La nonna era uscita da poco, quando Frangia udì dei rumori sommessi giungere dalla soffitta. Piano piano la bambina si avventurò per la vecchia scala di legno e vide due puntini i luminosi nel buio.

– Cocca, brutta briccona, scendi subito! – intimò la bambina. Gli occhi scomparvero all’interno dello stanzone. Frangia accese la lampadina che pendeva da una trave e colse la gatta mentre si rifugiava dietro a un baule.

– Ti ho presa! – affermò esultante la bambina e in quel momento si accorse che Cocca aveva sollevato il telo che proteggeva – chissà da quanto – un telaio in miniatura.

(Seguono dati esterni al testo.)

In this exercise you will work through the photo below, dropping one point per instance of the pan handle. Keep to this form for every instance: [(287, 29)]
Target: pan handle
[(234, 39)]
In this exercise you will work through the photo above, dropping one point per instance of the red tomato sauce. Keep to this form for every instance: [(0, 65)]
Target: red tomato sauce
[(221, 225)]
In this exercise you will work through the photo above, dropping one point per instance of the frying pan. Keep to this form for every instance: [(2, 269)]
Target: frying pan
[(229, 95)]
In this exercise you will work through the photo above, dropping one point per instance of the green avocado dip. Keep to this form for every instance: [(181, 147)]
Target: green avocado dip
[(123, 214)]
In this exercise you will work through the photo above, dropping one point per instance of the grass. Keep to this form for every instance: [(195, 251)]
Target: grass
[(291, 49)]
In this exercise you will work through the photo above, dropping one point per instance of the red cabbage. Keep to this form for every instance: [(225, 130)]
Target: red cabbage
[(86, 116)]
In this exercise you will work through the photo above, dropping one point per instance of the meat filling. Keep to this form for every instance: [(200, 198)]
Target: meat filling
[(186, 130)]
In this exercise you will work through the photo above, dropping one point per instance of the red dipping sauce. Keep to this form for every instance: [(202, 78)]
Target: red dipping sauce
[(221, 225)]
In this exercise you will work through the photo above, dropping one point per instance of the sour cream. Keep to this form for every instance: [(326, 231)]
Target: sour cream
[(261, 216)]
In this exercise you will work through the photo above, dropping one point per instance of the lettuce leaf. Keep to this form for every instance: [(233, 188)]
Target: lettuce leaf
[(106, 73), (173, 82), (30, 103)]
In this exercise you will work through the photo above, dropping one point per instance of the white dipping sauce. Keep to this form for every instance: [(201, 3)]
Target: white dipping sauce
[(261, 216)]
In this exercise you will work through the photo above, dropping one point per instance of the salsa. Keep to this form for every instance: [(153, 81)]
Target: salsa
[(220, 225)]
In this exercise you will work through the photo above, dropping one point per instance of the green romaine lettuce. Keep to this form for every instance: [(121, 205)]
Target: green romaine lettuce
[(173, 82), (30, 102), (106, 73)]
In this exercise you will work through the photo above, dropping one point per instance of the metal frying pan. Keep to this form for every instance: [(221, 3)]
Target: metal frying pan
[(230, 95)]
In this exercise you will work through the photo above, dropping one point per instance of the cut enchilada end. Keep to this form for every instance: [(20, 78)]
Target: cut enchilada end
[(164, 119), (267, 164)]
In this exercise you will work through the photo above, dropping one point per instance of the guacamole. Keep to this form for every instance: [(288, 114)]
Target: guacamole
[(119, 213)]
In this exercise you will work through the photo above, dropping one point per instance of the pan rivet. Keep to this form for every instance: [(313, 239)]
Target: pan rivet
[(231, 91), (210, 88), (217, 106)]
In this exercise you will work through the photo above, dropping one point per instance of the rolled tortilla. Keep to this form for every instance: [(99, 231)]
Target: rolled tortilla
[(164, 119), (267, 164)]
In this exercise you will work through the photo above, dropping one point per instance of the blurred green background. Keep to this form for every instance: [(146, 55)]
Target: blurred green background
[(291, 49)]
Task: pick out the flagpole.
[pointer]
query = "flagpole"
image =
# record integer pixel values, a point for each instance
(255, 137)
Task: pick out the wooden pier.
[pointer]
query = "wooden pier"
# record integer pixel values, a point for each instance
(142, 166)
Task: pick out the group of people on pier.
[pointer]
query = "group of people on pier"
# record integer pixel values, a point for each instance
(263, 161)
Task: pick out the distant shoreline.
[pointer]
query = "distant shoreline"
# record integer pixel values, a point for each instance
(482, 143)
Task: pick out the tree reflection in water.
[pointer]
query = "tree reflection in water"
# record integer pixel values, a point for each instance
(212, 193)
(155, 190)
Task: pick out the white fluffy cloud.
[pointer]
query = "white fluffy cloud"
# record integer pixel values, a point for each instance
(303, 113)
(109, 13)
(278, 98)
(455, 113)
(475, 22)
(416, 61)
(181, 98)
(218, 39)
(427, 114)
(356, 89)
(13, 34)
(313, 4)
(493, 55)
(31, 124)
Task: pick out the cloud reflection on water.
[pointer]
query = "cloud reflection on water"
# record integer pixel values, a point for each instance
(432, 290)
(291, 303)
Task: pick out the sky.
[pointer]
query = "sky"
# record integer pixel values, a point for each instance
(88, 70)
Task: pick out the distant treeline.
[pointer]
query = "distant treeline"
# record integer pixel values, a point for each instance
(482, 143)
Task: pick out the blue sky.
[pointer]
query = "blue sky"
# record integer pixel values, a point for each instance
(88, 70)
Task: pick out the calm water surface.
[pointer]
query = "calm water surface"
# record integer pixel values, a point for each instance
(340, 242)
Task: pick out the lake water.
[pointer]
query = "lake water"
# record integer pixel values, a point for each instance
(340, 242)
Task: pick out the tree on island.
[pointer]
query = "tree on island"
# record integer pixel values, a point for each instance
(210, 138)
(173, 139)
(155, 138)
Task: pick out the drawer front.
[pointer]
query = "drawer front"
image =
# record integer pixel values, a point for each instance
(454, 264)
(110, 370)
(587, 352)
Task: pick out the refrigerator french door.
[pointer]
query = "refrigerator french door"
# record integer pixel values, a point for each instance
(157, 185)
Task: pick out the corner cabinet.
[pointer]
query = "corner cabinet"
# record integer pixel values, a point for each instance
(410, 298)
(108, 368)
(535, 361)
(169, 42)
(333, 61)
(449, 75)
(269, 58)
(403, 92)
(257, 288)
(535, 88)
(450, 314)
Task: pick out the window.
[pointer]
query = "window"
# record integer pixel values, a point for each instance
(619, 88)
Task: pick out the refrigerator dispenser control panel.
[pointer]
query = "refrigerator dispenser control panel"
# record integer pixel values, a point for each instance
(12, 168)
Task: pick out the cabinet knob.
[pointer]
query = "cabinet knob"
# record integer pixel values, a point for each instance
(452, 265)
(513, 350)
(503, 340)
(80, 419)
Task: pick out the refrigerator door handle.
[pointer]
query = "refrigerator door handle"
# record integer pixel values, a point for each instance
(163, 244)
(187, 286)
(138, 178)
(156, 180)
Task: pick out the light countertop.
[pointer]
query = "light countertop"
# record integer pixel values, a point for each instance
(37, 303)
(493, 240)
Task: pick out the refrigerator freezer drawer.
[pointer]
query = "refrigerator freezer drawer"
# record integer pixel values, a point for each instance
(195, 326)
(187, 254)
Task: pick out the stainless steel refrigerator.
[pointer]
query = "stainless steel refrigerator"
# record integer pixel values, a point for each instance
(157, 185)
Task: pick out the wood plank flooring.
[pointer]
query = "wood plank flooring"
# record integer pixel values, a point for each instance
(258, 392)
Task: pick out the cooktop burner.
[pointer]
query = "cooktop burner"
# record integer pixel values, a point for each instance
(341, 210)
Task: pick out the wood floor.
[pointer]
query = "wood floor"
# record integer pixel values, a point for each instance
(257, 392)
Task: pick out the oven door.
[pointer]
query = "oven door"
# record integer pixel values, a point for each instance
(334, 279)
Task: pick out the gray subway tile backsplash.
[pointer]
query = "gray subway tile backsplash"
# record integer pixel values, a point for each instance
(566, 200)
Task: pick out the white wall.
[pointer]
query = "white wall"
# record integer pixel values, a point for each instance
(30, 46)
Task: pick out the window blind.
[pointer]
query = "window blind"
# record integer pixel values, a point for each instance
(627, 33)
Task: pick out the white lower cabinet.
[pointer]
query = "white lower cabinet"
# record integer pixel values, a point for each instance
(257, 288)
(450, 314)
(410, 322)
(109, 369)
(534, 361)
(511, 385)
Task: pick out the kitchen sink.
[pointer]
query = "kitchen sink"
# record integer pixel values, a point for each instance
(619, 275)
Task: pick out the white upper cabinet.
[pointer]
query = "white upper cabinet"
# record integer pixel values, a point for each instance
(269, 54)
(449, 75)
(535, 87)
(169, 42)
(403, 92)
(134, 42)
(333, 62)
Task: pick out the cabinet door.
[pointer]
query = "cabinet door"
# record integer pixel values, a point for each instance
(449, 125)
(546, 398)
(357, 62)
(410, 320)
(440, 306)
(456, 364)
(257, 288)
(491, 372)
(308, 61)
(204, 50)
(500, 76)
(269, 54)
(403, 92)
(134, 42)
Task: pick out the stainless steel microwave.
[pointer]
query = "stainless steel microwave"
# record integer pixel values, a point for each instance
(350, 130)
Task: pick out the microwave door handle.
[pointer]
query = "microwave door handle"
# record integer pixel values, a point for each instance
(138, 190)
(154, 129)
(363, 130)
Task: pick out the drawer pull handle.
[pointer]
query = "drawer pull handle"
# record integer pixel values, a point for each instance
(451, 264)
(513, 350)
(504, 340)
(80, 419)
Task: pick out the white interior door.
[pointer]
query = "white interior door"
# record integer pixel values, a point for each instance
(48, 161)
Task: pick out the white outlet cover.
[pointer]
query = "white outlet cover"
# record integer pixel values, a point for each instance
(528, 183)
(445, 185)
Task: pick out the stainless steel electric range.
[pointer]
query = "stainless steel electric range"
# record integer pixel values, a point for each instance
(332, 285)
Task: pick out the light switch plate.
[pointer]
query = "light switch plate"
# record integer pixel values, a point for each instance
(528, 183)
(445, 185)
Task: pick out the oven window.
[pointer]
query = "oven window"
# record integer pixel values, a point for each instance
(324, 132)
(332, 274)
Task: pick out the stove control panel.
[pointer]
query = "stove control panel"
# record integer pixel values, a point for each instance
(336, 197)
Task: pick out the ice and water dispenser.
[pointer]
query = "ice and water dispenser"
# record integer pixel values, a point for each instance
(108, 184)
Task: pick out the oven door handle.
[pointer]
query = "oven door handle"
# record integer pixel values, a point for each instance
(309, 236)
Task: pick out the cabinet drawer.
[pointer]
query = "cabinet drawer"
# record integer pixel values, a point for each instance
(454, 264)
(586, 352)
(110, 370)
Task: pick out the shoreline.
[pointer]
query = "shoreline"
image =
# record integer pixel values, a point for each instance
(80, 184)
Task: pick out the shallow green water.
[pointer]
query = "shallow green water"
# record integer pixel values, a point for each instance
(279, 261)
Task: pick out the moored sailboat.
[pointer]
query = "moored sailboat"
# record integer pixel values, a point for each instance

– Che bello – esclamò entusiasta – Guarda: è proprio come quello della nonna, solo più piccolo; che ne dici, Cocca, non ti sembra proprio adatto alle mie mani? – e in uno slancio scoccò un bacio sul muso della micia.

Faticosamente, trasportò il piccolo telaio giù dalle scale e lo posizionò sul tavolo, accanto a quello della nonna. Poi prese del filo e, armata di spoletta, iniziò a copiare i movimenti che aveva osservato tanto a lungo.

Era concentratissima, ma quando la stanza divenne più buia, alzò lo sguardo verso la finestra e vide le prime gocce sottili scendere dal cielo.

Non deve piovere! ” pensò e si mise a tessere con più attenzione, desiderando di poter influenzare il tempo. Prese una matassa di un giallo brillante per disegnare un sole e cominciò a cantare mentre tesseva.

Cantava, tesseva e immaginava.

Dopo un po’ la luce si fece più intensa: Frangia tornò a guardare dalla finestra e la pioggia era cessata.Alla sera, quando ritornò la nonna, trovò la bambina ancora intenta a tessere: vide l’oro nel suo tessuto e comprese.

Cocca le osservò sorniona, acciambellata su una vecchia sciarpa fra i due telai.